# Bit ideas for barrel racing



## BojoBanjo (Jan 4, 2010)

Im training my horse in a long shank tom thumb,im thinking about puttin her in a snaffle for getting her softer,but anyways,shes been doing great but as we move into faster speeds,she tends to lose bend coming around the barrel and STILL drops her shoulder into it sometimes,and i kno ive heard,you cant fix a horse with just a bit,but im just wanting to try some things out,so what bit would be good for that? or should i just put her in a snaffle and go back to basics for a lil bit?
oh and by they way,ive heard the millon dollar bit is really good..and all of her bits are really good...are they?


----------



## thunderhooves (Aug 9, 2009)

pm dimmers_double . she is the best with bits.


----------



## Kansasbarrelracer (Sep 30, 2009)

I ride in a million dollar bit, and I get more flex from my horse. I just love it. I use to ride my horses in a full cheek snaffle, then I switched and I get more control over my horses.


----------



## Erin_And_Jasper (Jul 5, 2008)

i like a wonder bit for BR.


----------



## smrobs (Jul 30, 2008)

If you are having trouble with bend, I certainly suggest going back to a regular snaffle for a while.


----------



## OzarkGrey (Dec 15, 2008)

If she is dropping the shoulder and/or slicing barrels, I would think of how I am setting her up for the turn!
Have someone video your runs, and watch your hands and legs as well as your approach to the barrel! You might just be missing the cues sometimes? 
Please don't take my suggestion wrong!...Just what came to mind
With that said, I prefer the wonder bit or sweet iron gag over the tom thumb!


----------



## Spastic_Dove (Oct 4, 2007)

I would ride in whichever snaffle works best for her with direct reining until you are solid then you can worry about moving up to a bit with more oomph.


----------



## PaintsPwn (Dec 29, 2009)

> If she is dropping the shoulder and/or slicing barrels, I would think of how I am setting her up for the turn!

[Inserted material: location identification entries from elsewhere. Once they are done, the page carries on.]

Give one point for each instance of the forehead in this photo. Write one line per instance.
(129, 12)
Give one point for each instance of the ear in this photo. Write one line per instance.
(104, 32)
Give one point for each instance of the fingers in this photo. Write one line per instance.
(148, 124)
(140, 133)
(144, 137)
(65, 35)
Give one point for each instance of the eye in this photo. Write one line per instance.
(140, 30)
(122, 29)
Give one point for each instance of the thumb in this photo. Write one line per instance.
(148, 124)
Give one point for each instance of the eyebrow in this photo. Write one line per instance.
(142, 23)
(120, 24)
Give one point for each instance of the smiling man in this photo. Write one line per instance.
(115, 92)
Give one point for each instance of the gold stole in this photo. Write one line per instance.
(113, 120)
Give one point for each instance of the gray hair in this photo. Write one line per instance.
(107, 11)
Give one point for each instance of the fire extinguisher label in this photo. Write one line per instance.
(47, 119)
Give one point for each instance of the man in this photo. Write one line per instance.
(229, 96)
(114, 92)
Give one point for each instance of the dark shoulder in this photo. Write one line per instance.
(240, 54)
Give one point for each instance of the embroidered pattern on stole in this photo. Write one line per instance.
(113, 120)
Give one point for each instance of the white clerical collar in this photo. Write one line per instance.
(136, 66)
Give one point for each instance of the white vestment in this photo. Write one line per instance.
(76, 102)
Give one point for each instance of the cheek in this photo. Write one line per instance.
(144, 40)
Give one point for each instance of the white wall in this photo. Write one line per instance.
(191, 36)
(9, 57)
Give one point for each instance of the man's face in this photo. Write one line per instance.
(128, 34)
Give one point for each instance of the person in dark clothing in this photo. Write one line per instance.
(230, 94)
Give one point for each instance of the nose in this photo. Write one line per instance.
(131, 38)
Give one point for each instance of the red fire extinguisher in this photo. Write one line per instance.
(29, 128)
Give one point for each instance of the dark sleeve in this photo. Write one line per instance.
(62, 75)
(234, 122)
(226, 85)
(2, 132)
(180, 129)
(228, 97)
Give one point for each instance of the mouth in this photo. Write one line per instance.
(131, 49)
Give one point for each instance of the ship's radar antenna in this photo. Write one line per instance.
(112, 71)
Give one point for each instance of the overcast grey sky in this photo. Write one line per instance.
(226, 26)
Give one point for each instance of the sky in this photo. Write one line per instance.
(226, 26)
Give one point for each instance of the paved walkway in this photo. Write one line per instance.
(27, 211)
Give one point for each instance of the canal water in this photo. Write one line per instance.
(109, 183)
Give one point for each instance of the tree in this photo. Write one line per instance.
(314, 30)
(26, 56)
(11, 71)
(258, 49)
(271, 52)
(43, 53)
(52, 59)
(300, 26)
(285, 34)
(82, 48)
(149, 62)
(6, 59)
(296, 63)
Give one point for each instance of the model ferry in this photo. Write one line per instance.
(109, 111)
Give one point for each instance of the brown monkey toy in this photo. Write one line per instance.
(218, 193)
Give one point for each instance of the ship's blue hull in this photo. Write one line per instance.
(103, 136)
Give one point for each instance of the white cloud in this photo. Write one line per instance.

Amen! I know when I practice the slower speeds, I swing way far around the barrel because my gelding thinks he's NFR quality (and he's not yet, because I'm a wimp! But he's starting to go faster and faster to my dismay...) and he tries to be a bad cat. So when we go wide around those barrels at a walk and trot, when we do run, he actually hits his pocket... 97% of the time XD We're still very new.


----------



## morgangoolsby (Dec 15, 2009)

i agree i like like wonder bits for br


----------



## mom2pride (May 5, 2009)

I used to use the Wonder bit as well, and hackemores. I've also used Snaffles of all kinds, and even my rope halters, depending on the type of show we were at...Lol! 

Whatever the horse runs best in, is what I used...


----------



## countrylady (Jan 18, 2010)

_Id be going back to a snaffle for awile and working on the basics._


----------



## BojoBanjo (Jan 4, 2010)

thank you guyss.
=)


----------



## SorrelHorse (Apr 9, 2009)

I like to use a basic copper snaffle with rollers, because Jester likes to play with it while we are waiting to run. However, I have been notorious for riding in a curb with Annie, although I don't do it anymore because she's a lot more supple since Toni worked her.


----------